Link to the PEP: https://www.python.org/dev/peps/pep-0535/

On Tue, Aug 31, 2021 at 8:52 AM Angus Hollands <goose...@gmail.com> wrote:

> Hi all,
>
> PEP 535 was deferred until Python 3.8. I would like to discuss the PEP
> given that some time has passed, and I _personally_ would benefit from its
> acceptance.
>
>
> ## A little about me:
> As a reasonably long-time Python user (well, 16 years), I have gradually
> moved from using only the core language to working within the DSLs (NumPy
> et al.) of the Scientific Python ecosystem.

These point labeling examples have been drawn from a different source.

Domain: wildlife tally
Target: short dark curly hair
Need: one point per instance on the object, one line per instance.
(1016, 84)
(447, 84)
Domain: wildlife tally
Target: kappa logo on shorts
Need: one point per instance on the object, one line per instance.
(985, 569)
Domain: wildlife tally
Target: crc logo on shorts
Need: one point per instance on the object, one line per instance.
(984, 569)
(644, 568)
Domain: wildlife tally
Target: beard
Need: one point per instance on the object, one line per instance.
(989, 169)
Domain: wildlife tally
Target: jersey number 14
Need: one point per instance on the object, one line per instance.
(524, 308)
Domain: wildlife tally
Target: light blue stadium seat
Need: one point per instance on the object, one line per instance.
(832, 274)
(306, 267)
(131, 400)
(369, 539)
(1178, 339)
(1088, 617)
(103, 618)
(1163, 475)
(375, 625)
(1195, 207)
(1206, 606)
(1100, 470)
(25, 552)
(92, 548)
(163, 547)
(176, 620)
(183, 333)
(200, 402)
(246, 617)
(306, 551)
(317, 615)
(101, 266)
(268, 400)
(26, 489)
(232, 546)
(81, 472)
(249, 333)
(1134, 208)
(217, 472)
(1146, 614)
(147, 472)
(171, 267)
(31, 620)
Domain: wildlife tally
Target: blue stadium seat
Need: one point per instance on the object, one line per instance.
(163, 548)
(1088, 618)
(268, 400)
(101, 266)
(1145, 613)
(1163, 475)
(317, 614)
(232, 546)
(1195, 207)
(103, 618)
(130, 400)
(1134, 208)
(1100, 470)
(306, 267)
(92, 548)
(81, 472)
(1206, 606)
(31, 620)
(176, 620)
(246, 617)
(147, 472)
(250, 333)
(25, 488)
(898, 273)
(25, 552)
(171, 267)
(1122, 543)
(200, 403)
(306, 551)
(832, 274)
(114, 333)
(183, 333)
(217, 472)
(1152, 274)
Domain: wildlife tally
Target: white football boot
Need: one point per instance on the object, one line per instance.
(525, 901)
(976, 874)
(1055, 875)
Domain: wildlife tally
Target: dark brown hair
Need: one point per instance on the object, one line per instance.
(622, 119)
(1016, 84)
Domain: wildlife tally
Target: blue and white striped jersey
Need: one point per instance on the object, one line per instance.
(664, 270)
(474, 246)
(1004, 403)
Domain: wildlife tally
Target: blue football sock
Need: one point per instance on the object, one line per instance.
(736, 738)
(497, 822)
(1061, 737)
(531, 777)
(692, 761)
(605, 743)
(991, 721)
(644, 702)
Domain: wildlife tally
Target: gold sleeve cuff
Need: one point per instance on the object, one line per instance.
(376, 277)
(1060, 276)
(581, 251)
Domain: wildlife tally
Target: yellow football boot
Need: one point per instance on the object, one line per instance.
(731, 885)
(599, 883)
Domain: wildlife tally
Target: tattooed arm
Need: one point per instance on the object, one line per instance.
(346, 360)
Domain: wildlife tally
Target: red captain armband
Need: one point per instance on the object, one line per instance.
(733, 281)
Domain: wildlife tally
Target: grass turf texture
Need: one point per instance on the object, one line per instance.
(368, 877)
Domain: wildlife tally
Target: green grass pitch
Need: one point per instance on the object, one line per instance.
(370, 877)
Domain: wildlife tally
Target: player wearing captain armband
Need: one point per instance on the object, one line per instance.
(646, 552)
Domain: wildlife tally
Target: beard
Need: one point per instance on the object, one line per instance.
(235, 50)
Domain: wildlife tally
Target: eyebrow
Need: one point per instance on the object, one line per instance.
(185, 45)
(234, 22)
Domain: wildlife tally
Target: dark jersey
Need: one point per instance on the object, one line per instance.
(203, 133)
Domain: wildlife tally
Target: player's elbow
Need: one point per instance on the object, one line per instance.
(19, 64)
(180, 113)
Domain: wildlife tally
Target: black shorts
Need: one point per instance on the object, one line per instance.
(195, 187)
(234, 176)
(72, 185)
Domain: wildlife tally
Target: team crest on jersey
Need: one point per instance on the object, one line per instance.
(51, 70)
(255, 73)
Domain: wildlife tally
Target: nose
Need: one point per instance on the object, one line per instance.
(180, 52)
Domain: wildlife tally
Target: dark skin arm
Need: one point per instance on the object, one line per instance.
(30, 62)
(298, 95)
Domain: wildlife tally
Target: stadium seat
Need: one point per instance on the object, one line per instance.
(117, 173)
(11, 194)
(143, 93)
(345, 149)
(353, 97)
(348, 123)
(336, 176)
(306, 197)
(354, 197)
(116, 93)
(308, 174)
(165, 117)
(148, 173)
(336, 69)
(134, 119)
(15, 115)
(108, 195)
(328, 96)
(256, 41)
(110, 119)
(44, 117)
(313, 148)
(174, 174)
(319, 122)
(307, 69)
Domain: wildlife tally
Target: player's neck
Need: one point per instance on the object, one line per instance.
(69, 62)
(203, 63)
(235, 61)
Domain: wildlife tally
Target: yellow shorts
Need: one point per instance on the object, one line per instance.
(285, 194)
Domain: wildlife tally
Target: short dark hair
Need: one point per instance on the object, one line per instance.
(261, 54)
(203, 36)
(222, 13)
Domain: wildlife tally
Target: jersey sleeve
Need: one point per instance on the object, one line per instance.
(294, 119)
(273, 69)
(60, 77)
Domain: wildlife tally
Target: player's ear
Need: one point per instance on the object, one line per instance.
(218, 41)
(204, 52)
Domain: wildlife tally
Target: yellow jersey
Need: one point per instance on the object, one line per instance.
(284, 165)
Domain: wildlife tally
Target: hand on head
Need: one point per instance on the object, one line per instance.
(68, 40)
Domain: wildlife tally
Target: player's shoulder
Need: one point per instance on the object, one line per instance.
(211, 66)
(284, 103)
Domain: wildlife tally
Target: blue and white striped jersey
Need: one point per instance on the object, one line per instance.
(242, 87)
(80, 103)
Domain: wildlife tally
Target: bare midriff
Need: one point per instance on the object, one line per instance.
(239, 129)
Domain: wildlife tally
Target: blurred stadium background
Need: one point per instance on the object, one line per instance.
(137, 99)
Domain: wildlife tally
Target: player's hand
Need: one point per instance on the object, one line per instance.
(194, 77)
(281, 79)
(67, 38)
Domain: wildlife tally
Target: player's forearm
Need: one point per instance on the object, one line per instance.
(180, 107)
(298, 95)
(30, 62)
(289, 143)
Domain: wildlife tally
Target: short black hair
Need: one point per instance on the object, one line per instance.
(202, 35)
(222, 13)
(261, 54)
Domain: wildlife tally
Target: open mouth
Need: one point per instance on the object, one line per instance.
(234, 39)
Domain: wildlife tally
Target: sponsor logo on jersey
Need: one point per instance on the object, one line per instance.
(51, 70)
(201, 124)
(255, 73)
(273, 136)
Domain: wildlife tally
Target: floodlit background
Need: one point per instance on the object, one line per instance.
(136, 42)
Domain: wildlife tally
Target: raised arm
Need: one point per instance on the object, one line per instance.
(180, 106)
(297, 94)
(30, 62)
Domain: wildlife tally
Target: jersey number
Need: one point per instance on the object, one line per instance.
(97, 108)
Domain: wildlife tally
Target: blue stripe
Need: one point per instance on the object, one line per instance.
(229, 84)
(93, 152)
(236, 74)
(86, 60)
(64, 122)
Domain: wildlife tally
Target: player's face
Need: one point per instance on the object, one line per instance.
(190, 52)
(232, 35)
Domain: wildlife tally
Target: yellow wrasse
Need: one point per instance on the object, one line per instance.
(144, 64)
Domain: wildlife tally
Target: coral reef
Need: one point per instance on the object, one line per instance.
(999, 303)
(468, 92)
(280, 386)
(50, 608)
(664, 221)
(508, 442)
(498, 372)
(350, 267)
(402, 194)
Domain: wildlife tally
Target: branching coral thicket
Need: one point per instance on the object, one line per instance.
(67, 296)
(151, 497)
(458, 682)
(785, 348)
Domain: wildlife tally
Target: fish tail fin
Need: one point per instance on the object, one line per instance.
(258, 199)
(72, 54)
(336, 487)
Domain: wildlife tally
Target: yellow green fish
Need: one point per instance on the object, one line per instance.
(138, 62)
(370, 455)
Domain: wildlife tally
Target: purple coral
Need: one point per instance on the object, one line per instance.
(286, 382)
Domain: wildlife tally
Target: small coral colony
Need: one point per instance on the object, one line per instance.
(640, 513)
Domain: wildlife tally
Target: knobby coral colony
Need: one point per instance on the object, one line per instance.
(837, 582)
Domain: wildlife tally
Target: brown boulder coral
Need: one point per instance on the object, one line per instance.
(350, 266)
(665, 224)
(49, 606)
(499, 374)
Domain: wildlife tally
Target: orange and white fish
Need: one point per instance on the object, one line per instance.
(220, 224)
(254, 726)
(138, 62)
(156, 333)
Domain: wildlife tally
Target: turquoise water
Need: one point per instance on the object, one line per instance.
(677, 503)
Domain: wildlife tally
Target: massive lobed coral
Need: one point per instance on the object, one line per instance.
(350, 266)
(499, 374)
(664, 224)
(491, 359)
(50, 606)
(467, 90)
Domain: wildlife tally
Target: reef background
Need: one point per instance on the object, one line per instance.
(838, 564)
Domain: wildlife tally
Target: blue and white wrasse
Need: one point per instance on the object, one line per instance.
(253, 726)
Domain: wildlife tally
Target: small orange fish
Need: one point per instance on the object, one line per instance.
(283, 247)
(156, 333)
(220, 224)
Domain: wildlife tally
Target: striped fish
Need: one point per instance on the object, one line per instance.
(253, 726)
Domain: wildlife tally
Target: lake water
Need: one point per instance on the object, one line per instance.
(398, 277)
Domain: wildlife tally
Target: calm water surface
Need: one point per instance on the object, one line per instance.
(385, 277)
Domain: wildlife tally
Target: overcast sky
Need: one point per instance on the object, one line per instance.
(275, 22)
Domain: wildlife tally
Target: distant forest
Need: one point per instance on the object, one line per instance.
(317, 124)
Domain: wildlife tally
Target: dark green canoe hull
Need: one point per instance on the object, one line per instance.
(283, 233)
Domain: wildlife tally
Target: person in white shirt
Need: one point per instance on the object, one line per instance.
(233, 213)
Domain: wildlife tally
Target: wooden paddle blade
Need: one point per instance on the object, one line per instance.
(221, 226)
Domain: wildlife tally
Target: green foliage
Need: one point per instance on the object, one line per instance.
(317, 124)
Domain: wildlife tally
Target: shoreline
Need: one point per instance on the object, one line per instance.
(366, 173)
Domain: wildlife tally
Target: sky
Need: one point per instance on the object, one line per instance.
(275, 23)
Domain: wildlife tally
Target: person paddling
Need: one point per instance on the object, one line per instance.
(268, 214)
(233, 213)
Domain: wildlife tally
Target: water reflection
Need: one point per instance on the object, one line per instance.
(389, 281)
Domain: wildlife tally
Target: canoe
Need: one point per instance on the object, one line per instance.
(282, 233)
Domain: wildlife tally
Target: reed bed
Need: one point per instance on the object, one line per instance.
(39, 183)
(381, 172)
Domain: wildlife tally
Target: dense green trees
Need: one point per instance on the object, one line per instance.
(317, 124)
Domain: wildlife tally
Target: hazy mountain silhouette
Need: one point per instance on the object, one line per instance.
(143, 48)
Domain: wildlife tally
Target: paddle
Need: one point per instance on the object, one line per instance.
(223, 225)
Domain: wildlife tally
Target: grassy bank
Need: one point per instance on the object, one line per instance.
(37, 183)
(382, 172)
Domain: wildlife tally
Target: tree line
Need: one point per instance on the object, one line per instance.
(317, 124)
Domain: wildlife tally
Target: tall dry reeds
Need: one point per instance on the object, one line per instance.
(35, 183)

Most recently, I've been using
> Awkward Arrray (https://github.com/scikit-hep/awkward-1.0), which
> generalises the regular NumPy array programming paradigm into "jagged" data
> structures, and was initially aimed at the High Energy Physics (HEP)
> domain.
>
>
> ## TL;DR of the PEP's Motivations:
> Various aspects of NumPy's API have become a "lingua-franca" in the
> Scientific Python domain, such as strongly-overloaded index operations. One
> such overload allows "mask arrays" — arrays with boolean entries
> corresponding to a per-element mask — to select a subset of the array.
> These mask arrays are conveniently built from the rich comparison operators
> that Python supports, e.g.
> ```python
> x = np.array(...)
> y = x[(2 < x) & (x < 8)]
> ```
>
> As discussed in PEP 535, the limitation on comparison chaining (namely
> that it is not possible for rich comparisons) makes the above syntax more
> clunky than it might otherwise be. The main repercussion of this limitation
> is lower readability:
> - operator precedence of bitwise and/or requires a reasonable number of
> parentheses (
> https://docs.python.org/3/reference/expressions.html#operator-precedence)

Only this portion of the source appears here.